В английском языке слова «здоровый» и «здравый» передавали, в наилучшем их смысле, образ толстопузого румяного бражника, беззаботной и благочестивой жизни, достойных Фальстафа праздничных зимних пирушек. Однако к концу семнадцатого столетия здравомысленная здравость языческих увеселений была изгнана из пиршественных залов заодно с Фальстафом и сэром Тоби Белчем, а на смену ей явилась набожность церковных праздников и чванное пуританство Мальволио, Мильтона и Принна.[104] «Здравие!» обратилось из тоста громогласного выпивохи в качество бессмертной души. Здравие отождествлялось уже не с задушевностью, но с чистотой.

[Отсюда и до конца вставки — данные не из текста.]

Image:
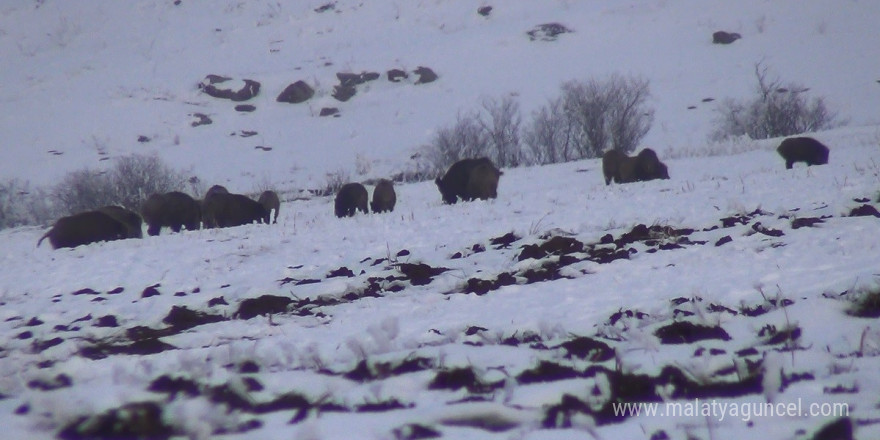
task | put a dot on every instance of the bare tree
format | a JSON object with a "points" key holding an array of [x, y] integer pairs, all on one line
{"points": [[136, 177], [589, 118], [776, 110], [500, 124], [131, 180]]}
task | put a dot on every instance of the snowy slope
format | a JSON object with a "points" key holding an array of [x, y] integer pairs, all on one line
{"points": [[491, 347], [87, 80]]}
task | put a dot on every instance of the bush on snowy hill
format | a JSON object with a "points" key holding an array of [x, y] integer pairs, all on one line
{"points": [[776, 110]]}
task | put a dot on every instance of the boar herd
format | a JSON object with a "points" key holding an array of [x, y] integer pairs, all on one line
{"points": [[174, 210], [467, 180]]}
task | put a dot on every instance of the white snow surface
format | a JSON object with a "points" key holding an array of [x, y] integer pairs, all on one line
{"points": [[88, 78]]}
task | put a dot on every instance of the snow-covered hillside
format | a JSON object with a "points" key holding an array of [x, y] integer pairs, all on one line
{"points": [[528, 317], [87, 80], [320, 327]]}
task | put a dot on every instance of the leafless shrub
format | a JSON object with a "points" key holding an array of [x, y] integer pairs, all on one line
{"points": [[22, 205], [589, 118], [777, 110], [128, 183], [136, 177], [335, 180], [83, 190]]}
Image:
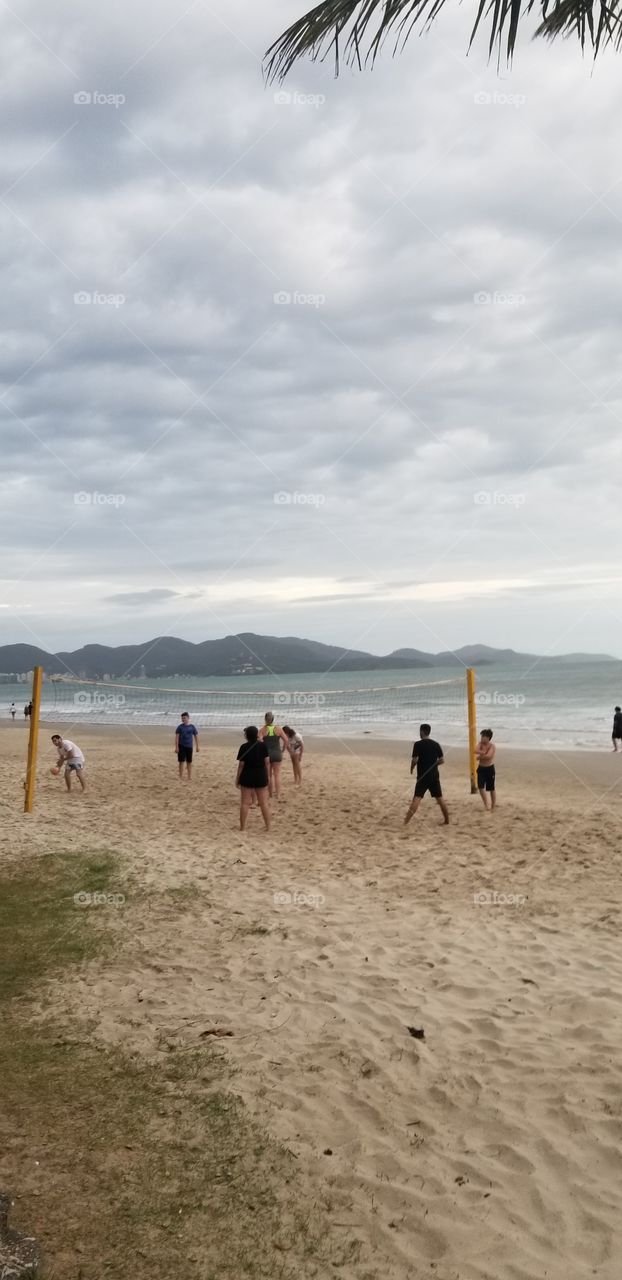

«Ради здравия душ ваших…» – любил говорить священник.

Томас Арнольд, а вместе с ним Эдвард Тринг и полчище прочих великих революционно настроенных школьных директоров викторианских времен отыскали, плеща по ветерку бакенбардами, новое значение для слова «здоровье». Они вывихнули отдающее цинизмом пожелание бедного римского сатирика, обратив это пожелание в максиму Мускулистого Христианина:[105] «Mens sana in corpore sano».[106]

«В здоровом теле здоровый дух» – вот намеренно силлогистичный и неверный перевод, который лег в основу их «философии». Чистота, как втолковывалось одному поколению британцев за другим, есть почти что благочестие. Чистоту тела должно рассматривать как внешний, зримый знак того, что именовалось (людьми, без всякого на то права присвоившими прекрасную поэзию Причастия) внутренним, духовным здравием.

Кое-какие причины веровать в благодетельность здоровья, под которым я подразумеваю здесь гигиену, у Тринга имелись. В пору его правления школой город Аппингем отказался предпринять хоть что-то для улучшения школьной канализации, древность и средневековая беспомощность которой приводили к регулярным вспышкам сыпного и брюшного тифа среди учеников и работников школы. Это прогневало Тринга настолько, что он с бешеной энергией и несгибаемой волей всех великих викторианцев перенес школу на несколько сот миль, в валийскую береговую деревню Борт, где школа и оставалась до тех пор, пока упадок, который постиг в итоге экономику Аппингема, не вынудил горожан улучшить собственные санитарные условия – выгрести, говоря прямыми словами, свое дерьмо. Тринг и школа триумфально возвратились в оздоровленный Аппингем, и с тех пор в ней ежегодно отмечается «день Борта».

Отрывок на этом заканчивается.